Another important aspect of antenna operation is the effect of RF radiation on the human body. When a user sits in close proximity to an antenna, their body may absorb a portion of the electromagnetic energy that is emitted by the antenna. This can be dangerous in some cases because exposure to RF electromagnetic radiation may cause biological tissue to heat rapidly. As a result, regulatory bodies, such as the Federal Communications Commission (FCC) in the United States and the European Commission (EC) in the European Union, promulgate safety regulations that limit the extent to which a device may expose a user's body to radiated electromagnetic energy. These regulations function by limiting the specific absorption rate associated with a device. Here, specific absorption rate (SAR) is a measure of the amount of RF energy that an amount of biological tissues absorbs when exposed to an RF electromagnetic field. SAR, normally expressed in watts per kilogram (W/kg) or milli-watts per gram (mW/g), is limited by regulatory bodies for many transmitting electronic devices. The FCC and EC require that all radio transmitting devices pass a specific absorption rate requirement.
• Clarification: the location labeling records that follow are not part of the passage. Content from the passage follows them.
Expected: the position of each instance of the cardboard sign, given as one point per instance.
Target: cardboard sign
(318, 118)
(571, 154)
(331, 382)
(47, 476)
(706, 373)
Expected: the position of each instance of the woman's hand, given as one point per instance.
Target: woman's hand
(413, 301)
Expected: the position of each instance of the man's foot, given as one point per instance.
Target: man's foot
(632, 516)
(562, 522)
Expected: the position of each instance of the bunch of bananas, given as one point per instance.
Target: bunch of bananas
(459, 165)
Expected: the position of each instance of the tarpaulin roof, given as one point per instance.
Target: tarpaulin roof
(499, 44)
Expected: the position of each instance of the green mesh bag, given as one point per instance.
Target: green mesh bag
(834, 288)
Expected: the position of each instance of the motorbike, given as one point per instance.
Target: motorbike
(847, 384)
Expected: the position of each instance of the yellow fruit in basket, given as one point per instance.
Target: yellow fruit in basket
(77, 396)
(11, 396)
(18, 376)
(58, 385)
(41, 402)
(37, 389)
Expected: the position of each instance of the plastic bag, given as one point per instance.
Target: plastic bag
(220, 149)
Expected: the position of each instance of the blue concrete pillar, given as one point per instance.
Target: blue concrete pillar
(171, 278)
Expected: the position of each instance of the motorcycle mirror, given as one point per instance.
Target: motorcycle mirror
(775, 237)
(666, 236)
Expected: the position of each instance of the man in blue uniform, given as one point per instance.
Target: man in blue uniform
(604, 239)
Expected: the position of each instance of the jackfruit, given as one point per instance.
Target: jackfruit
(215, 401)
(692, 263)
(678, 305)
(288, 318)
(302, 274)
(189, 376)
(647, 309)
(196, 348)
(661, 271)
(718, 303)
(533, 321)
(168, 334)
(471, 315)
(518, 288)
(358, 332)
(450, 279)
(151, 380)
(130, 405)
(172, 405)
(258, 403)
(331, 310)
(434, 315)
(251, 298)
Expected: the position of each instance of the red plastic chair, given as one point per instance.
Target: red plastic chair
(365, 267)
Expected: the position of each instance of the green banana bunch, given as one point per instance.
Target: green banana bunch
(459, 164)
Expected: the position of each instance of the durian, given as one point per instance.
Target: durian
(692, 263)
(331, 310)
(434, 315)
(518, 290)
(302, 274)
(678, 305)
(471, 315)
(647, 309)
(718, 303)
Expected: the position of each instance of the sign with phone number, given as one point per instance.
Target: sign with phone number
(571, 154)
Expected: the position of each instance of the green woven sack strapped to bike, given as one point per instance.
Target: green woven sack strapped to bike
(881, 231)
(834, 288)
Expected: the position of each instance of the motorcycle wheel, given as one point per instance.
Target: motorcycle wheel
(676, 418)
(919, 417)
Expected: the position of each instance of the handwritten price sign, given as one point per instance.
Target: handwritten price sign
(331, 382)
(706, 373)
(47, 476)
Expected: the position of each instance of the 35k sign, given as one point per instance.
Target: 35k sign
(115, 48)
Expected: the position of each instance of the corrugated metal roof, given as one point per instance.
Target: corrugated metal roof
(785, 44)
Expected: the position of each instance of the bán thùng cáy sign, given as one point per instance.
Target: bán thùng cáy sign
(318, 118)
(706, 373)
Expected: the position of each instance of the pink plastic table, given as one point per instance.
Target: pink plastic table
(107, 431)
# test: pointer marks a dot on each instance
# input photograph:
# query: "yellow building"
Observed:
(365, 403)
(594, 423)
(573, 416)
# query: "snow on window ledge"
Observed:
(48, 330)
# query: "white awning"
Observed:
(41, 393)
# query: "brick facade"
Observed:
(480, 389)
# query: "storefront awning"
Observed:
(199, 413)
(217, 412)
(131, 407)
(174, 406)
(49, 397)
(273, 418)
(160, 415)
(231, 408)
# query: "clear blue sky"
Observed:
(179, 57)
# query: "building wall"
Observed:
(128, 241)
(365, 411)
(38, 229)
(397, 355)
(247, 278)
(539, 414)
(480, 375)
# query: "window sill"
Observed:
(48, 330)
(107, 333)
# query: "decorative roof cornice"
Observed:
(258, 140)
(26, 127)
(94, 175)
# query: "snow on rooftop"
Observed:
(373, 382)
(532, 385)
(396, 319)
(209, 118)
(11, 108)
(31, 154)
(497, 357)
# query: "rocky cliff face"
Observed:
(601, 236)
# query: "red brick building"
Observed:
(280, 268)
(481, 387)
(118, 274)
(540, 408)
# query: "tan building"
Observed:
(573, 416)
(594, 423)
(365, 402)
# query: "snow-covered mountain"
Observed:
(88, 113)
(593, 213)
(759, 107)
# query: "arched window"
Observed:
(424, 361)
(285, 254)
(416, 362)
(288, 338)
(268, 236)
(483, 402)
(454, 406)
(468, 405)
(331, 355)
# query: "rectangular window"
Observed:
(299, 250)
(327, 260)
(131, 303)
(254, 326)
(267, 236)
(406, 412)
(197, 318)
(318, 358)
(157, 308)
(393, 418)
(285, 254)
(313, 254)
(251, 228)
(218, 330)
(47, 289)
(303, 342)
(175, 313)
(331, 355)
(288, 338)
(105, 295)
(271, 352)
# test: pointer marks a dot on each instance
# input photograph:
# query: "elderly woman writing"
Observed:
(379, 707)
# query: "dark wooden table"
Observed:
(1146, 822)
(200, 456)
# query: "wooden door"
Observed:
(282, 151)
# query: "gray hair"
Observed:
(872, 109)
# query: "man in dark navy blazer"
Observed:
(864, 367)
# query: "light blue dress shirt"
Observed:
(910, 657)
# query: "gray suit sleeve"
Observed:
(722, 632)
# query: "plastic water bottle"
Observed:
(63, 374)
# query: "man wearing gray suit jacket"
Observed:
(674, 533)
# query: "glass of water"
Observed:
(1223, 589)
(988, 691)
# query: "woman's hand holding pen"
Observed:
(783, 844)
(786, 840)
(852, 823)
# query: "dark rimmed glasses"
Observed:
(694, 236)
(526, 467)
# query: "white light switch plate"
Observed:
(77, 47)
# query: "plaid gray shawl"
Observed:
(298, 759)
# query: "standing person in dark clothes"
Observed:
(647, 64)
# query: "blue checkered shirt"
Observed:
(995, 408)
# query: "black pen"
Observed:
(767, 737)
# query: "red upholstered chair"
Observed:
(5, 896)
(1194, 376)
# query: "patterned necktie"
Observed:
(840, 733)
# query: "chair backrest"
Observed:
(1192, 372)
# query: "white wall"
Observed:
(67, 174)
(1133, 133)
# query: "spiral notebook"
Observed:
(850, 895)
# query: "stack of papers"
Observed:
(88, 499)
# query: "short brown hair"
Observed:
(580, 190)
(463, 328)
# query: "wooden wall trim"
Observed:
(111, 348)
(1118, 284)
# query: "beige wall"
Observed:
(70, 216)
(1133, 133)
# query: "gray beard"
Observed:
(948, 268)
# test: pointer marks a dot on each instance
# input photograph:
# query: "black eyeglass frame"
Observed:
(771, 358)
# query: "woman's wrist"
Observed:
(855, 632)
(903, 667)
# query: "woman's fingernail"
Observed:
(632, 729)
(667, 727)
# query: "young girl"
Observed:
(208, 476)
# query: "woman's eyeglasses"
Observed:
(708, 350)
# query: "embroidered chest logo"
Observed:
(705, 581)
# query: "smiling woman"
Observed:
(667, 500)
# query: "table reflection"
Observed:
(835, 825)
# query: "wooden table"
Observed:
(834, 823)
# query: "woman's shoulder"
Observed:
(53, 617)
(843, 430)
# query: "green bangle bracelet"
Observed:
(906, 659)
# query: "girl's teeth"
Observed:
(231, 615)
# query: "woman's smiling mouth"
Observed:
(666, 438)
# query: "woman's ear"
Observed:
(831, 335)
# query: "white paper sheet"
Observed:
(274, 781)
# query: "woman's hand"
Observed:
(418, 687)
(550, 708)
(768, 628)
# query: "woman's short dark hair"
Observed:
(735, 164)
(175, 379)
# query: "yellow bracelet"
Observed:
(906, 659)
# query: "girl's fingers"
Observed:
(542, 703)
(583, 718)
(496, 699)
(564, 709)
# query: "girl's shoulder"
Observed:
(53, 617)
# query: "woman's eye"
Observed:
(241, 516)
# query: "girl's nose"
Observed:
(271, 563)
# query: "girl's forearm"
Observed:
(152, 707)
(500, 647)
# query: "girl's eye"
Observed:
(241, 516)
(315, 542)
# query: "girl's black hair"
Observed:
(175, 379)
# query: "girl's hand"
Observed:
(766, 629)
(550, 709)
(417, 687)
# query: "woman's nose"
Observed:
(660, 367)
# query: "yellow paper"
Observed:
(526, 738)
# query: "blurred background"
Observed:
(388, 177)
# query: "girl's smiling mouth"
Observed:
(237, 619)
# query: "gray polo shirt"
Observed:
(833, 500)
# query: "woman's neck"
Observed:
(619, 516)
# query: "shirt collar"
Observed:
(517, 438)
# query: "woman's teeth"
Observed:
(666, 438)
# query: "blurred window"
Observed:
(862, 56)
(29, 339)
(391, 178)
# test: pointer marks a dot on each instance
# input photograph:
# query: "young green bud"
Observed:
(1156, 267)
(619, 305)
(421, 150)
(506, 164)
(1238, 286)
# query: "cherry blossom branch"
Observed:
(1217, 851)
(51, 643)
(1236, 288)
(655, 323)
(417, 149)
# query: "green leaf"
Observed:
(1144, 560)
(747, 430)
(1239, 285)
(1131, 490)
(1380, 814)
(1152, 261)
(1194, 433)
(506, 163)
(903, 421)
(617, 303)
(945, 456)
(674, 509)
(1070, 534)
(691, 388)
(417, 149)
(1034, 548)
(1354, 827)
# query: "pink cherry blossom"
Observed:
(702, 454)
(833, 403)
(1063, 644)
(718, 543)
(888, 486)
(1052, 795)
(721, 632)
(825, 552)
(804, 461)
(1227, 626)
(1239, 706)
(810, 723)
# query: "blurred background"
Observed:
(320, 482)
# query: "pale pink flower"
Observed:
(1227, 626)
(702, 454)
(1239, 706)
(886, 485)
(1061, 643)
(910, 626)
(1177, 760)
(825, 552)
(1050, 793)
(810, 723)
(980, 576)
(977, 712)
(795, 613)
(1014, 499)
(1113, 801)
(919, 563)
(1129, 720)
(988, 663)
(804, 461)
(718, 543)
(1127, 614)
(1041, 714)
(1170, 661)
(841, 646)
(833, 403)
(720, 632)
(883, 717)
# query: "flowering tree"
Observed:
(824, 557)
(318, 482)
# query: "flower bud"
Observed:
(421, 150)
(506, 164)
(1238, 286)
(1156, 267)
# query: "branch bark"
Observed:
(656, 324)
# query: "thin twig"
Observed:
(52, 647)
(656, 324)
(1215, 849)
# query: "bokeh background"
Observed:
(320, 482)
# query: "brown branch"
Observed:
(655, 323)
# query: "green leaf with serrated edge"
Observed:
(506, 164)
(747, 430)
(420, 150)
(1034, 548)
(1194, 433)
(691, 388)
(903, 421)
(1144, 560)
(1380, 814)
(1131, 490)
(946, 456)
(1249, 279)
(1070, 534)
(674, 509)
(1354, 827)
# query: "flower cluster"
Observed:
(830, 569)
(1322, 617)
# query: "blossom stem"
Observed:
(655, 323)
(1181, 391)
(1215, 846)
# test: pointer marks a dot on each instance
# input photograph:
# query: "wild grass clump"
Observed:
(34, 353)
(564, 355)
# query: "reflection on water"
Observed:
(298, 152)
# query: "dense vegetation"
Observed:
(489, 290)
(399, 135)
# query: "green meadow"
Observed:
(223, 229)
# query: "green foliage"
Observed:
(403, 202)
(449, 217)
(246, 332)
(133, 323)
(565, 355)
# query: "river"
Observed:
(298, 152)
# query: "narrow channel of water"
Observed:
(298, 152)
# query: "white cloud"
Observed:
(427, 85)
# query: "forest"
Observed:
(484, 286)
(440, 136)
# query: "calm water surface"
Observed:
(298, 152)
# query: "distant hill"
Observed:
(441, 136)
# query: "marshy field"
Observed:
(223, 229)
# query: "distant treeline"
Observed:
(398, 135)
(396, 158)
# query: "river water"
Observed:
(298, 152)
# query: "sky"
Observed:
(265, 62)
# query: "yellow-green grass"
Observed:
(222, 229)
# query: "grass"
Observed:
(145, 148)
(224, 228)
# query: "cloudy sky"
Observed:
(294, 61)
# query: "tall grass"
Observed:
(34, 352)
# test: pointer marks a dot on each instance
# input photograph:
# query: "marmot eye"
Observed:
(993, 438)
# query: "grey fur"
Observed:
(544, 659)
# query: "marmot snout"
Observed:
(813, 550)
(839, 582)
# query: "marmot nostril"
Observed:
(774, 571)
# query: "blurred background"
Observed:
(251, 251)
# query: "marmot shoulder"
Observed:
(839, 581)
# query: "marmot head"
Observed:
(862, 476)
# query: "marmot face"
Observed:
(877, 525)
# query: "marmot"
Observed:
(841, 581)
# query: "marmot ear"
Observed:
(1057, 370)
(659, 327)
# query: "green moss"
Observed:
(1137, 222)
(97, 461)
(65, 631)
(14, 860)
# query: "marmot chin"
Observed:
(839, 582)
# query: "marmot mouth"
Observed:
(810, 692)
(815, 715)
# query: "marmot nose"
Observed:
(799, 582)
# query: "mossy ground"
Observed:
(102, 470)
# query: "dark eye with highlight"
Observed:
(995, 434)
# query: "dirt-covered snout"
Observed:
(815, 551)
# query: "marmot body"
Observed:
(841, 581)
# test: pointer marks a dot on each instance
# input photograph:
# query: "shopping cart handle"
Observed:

As noted above, SAR is generally measured in terms of the amount of energy that will be absorbed by a mass of tissue. However, SAR requirements may vary based on the intended use of the device. For instance, a device that is meant to be in contact with a user's head may be subject to a more stringent SAR requirement because the head is a sensitive part of the body. Thus, SAR limits may be expressed in several ways. For example, in the United States a spatial average limitation functions to limit the amount of energy absorbed over the entire body of the user over a period of time to 0.08 W/kg; a spatial peak limitation functions to limit the amount of energy absorbed by any one particular (cube shaped) gram of tissue averaged over a period of time to 1.6 W/kg; and a spatial peak limitation applied to less sensitive parts of the body functions to limit the amount of energy that may be absorbed over a period of time to 4 W/kg.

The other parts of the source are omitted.